When Our Passions Will Not Be Singular

Many poets are not poets for the same reasons many religious [people] are not saints: they never succeed in being themselves. They never get around to being the particular poet or the particular monk they are intended to be by God. They never become the [person] or the artist who is called for all the circumstances of their individual lives. – Thomas Merton

When Our Passions Will Not Be Singular

© 2014 tdlucas5000, Flickr | CC-BY-SA | via Wylio

This week, a lot of my mental and emotional energy has been devoted to conversations about racism and white privilege over on Facebook. Part of me wants to retreat, but most of me wants to stay in the fray because we need to change things.
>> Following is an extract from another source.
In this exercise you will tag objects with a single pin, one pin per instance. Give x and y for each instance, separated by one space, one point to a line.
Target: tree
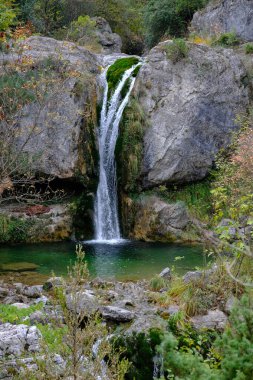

This week, a lot of my physical energy has been given to the farm – to getting tomato seedlings and cucumber starts into the garden and weeds out.

This week, I have let myself escape into the forests of Billy Coffey’s lovely book In the Heart of the Dark Wood, into the wisdom of Thomas Merton’s New Seeds of Contemplation, and into the lessons and musings of Wendell Berry’s Bringing It to the Table.

All of these things form part of who I am, a crucial, integral part of who I am as a person and as a writer. I like that.

But I also battle it – finding myself wondering if I need to be more a writer on Facebook or share more of my activist side on this blog. I wonder if combining the God’s Whisper Farm page with this one was the right thing to do.

I have been taught that the best version of me is the “specialized” one. Our culture teaches us to pick one thing and do only that, to present only one part of ourselves as professionals on social media, to become “experts” at one thing and give all our energy there.

I find that kind of teaching to be soul-crushing. None of us is one thing. We are mothers and fathers, teachers and plumbers, writers and gardeners.  We love sushi some days and pot roast with gravy on others.  We are not one dimensional, and I’m so glad of that. So deeply glad.

I read Merton’s quote above, and I took heart.  Activist, farmer, writer, reader – no one aspect of who I am as a woman is more important than another.  In fact, they work together to keep me healthy and strong, even when one face of my true self must speak louder for a time.

So this small blog post is my rallying cry for all of us to live fully into all the things we love, all the passions we carry, all the injustices we grieve, and all the life we can live.

If you would, share three aspects of your life or three of your passions with us below.  I’d so love to celebrate all of that with you.